Now, a few caveats here. The 13 day and 21 day numbers are largely a function of the virus, and not the population. Those should be roughly equally true in China as New York City as Montana. If you blow through day 13 (give or take) and have no reduction in infections, then you didn’t dream big enough, need to throw down some much more restrictive actions, and wait another 13 days (give or take).

So, does Italy validate that? Possibly. Italy quarantined their first area on Feb 23 and then did national quarantines on March 8/9. We should see some slowing of new cases on March 7 (day 13 for the smaller area) but without an infection model we can’t see that, and a larger reduction around March 21/22 (day 13), and we did see that on March 22. We should also see some sign of reduction in the fatality numbers around March 15 (day 21 for the smaller area), and we do. Their numbers are still climbing, because that wasn’t the national lockdown, but it definitely slowed right around that date. The next and larger data point should come around March 29/30.

The dates after that are largely a function of the population, the effectiveness of the actions taken on day 0 and the compliance of the population. The 11 day long plateau in the fatality rate that China saw might be shorter or longer here. The 14 days to reduce from the plateau back to day 0 might be shorter or longer here.

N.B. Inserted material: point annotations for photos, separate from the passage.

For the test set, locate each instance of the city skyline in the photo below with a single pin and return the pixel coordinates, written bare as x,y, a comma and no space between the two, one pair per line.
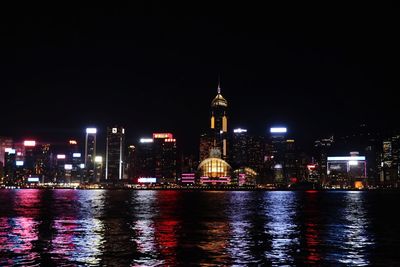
150,69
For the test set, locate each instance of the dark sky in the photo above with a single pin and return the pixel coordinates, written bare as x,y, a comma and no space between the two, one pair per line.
154,67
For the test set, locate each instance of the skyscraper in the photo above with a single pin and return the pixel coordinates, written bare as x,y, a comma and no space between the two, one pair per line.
115,157
90,154
219,123
5,143
130,162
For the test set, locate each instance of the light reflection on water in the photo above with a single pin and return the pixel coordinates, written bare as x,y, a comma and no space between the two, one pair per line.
167,228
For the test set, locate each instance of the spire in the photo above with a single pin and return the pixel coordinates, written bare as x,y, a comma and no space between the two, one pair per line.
219,84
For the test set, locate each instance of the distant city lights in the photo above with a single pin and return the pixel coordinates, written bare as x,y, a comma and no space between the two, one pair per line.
9,150
29,143
163,136
147,180
33,179
346,158
61,156
240,130
353,162
68,166
91,130
278,130
146,140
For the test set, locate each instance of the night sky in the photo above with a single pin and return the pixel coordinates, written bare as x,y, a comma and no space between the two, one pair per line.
318,69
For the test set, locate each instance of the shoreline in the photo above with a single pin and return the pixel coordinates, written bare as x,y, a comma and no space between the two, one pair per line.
206,189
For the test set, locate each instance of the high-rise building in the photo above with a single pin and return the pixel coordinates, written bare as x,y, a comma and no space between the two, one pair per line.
219,123
99,168
5,142
145,159
43,162
277,154
90,154
390,165
74,160
166,159
239,148
322,148
206,144
115,156
130,163
9,165
157,158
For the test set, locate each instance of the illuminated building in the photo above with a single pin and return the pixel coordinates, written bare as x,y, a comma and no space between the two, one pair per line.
75,159
290,161
322,148
61,173
347,171
206,144
145,160
165,157
90,154
115,156
130,162
5,142
245,176
99,168
219,123
43,163
157,157
276,154
9,165
390,165
214,170
246,152
239,151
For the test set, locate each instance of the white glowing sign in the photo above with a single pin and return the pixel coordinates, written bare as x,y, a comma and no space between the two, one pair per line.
68,166
147,180
146,140
240,130
29,143
278,130
91,130
33,179
9,150
347,158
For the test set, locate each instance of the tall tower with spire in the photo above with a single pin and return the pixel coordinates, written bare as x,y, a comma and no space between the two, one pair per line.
219,122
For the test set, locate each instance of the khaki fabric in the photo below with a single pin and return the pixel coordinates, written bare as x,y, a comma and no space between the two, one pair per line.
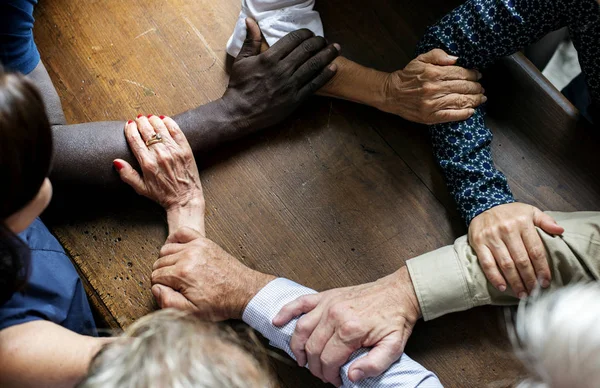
450,278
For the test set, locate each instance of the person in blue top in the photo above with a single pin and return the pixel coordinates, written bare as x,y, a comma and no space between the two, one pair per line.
47,332
502,231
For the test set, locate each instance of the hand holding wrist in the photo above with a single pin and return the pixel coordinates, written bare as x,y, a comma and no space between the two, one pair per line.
401,282
189,214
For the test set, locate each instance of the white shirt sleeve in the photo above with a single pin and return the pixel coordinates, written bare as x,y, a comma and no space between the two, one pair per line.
276,18
261,310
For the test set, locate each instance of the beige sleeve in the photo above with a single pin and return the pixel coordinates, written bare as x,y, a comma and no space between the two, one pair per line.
450,278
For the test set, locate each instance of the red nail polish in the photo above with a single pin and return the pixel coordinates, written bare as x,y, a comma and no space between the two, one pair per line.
118,165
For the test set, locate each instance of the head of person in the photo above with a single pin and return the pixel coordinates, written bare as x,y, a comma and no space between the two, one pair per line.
25,191
557,337
173,349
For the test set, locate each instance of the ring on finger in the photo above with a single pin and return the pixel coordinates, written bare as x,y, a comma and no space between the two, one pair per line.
157,138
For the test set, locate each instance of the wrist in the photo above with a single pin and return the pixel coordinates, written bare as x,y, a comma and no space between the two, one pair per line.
250,286
405,292
357,83
189,214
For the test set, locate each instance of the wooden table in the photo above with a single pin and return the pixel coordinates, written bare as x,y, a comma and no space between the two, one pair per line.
337,195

My assumption is everything will be longer in the US than China. Despite Wuhans high population density, China has an unprecedented ability to control their population and an unusually high level of compliance by the public. The US is struggling with compliance, and has very little control. That doesn’t mean it won’t work, it just means we probably won’t see that nice sharp inflection that China had. It’ll probably be messier and slower, possibly much slower. Italy should give us a little more insight in how much things can vary. Their lockdown was national, but Italians are notoriously defiant of government guidelines, so they should look closer to US efforts.

Days 0 in the US:

Bay Area: March 16

California: March 19

New Jersey: March 21

NYC: March 22

Bay area is already showing some evidence of improvement, presumably from their work from home, public gathering orders back in early March. We’d expect to see real new case declines on or just after March 29. CA as a whole, April 2, New Jersey April 4, NYC April 5. We’d expect to see fatality growth halt in the Bay Area on or after April 7, CA April 10, NJ April 12, NYC April 13.

If nothing else, we’re trying to establish the importance of acting quickly because once fatalities starts to go, it goes fast. And while we’re in this state just waiting for something to happen, roughly when we can expect to see results and where to look.